The Passing Show -- The Life and Music of Ronnie Lane, is a documentary film about the late Ronnie Lane, founder of two of England's all time great bands, the Small Faces in the '60s and the Faces (with Rod Stewart and Ronnie Wood replacing Steve Marriott) in the early '70s. The film has its world premiere at SXSW on Thursday, March 16, at 1:30pm at the Austin Convention Center.

The Passing Show was meant to take music back to the people, and out of the hands of the music business. They had a caravan of decrepit old vehicles, former circus tents and fronts, clowns, jugglers, and just rode up and down the back country of England, setting up wherever they stopped and playing, often in front of as few as a dozen people.

It was, of course, a form of inspired lunacy, and wound up costing Lane most of the fortune he'd earned in the Faces. But not before hugely influencing his two closest mates, Eric Clapton and Pete Townshend, and a host of British bands to come, among them Paul Weller, Oasis, Blur, and The Pogues.

Ronnie Lane was an innocent who saw through status, pretension and hype. He turned his back on his massive material success, and all the commercialism of the music business, and went chasing ideals.
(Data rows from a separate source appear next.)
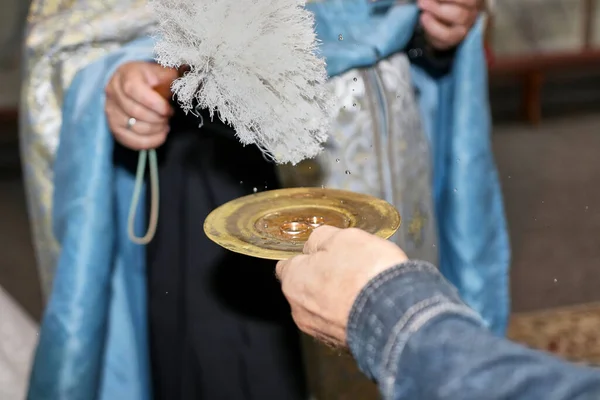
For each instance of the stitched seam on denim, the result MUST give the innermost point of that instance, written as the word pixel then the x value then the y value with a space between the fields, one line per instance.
pixel 407 328
pixel 383 278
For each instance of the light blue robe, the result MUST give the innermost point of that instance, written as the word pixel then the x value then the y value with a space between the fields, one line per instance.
pixel 94 339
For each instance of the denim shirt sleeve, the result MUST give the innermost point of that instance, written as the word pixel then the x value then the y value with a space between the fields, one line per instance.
pixel 410 332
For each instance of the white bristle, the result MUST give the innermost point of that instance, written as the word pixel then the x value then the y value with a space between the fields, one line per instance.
pixel 254 63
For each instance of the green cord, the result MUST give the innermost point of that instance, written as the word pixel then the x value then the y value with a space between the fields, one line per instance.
pixel 154 199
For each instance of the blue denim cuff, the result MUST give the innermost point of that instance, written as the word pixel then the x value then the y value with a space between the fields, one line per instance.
pixel 391 308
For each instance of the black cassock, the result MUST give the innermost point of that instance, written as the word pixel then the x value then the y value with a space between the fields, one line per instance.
pixel 220 327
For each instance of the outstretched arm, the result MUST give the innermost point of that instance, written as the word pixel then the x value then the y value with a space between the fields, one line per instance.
pixel 408 329
pixel 410 332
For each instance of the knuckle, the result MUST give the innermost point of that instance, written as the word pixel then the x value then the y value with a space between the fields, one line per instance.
pixel 128 88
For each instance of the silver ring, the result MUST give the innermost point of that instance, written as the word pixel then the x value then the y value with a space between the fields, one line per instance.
pixel 130 122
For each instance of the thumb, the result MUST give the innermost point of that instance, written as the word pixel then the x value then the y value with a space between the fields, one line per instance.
pixel 280 268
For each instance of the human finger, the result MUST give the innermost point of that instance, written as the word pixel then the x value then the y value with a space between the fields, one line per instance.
pixel 318 238
pixel 441 36
pixel 138 98
pixel 117 118
pixel 449 13
pixel 285 266
pixel 134 141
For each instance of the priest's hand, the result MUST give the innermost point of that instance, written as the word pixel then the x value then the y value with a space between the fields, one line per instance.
pixel 138 116
pixel 447 22
pixel 322 284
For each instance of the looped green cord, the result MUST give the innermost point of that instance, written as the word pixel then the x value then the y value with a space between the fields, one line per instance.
pixel 154 197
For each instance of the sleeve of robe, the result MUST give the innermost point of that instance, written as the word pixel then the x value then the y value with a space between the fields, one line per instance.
pixel 92 340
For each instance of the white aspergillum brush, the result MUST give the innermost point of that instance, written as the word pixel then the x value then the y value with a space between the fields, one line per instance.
pixel 252 62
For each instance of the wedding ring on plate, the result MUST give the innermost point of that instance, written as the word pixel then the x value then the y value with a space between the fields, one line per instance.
pixel 275 224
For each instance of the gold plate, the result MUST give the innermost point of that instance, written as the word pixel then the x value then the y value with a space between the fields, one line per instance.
pixel 275 224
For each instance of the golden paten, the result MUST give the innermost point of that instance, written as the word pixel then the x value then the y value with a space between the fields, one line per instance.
pixel 275 224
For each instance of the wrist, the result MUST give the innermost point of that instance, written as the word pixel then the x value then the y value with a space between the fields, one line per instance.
pixel 392 307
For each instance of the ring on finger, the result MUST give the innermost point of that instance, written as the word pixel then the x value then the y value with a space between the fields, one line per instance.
pixel 131 122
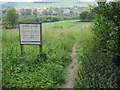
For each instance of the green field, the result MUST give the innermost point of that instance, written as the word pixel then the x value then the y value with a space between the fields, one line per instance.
pixel 54 4
pixel 46 69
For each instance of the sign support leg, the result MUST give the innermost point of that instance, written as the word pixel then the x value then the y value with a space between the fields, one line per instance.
pixel 40 46
pixel 22 50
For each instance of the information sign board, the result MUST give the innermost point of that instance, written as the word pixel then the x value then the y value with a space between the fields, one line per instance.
pixel 30 33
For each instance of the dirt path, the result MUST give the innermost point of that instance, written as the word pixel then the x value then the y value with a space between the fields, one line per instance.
pixel 69 82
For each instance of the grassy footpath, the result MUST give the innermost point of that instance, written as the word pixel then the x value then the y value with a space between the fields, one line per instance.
pixel 44 70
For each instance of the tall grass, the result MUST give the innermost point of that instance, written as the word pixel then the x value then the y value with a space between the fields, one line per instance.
pixel 95 68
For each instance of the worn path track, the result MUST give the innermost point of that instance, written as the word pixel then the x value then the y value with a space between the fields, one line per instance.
pixel 69 82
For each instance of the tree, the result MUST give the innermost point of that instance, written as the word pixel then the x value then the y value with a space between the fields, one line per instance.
pixel 35 12
pixel 11 18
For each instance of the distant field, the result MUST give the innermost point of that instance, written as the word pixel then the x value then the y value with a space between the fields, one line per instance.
pixel 45 70
pixel 54 4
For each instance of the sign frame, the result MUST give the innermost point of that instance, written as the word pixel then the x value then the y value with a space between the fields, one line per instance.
pixel 22 45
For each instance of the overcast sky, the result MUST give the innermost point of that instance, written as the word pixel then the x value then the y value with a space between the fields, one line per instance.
pixel 30 0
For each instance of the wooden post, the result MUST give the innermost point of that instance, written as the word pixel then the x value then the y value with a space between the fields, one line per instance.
pixel 40 46
pixel 22 50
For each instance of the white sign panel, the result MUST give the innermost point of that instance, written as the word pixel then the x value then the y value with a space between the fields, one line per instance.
pixel 30 33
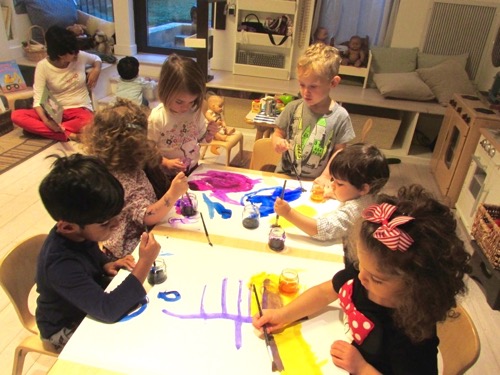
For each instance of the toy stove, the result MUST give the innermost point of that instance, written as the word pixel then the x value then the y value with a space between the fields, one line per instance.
pixel 457 141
He had more than his fair share of disasters, but until his final illness, he shook them off and started again.

Even when he was a superstar, Ronnie had the nerve to recruit musicians around the pubs, choosing them because he liked their attitude -- not because of their reputations or even their skill. With this approach he brought all sorts of diverse influences together, and is recognized as a powerful creative force. His music spanned Pop, Soul, Rock, Country and Folk.

Ronnie always played for the sheer joy of entertaining people, whether he had an audience of 12 or 12,000, but he also wrote some of the most heartfelt and haunting songs of his time.

Nowadays more than ever we need reminding of how to throw off the shackles of cynicism and materialism. We need Ronnie's example of living life as if it was a Passing Show -- valuing people we meet for who they are not what we can get from them, enjoying giving more than receiving, and not taking ourselves too seriously.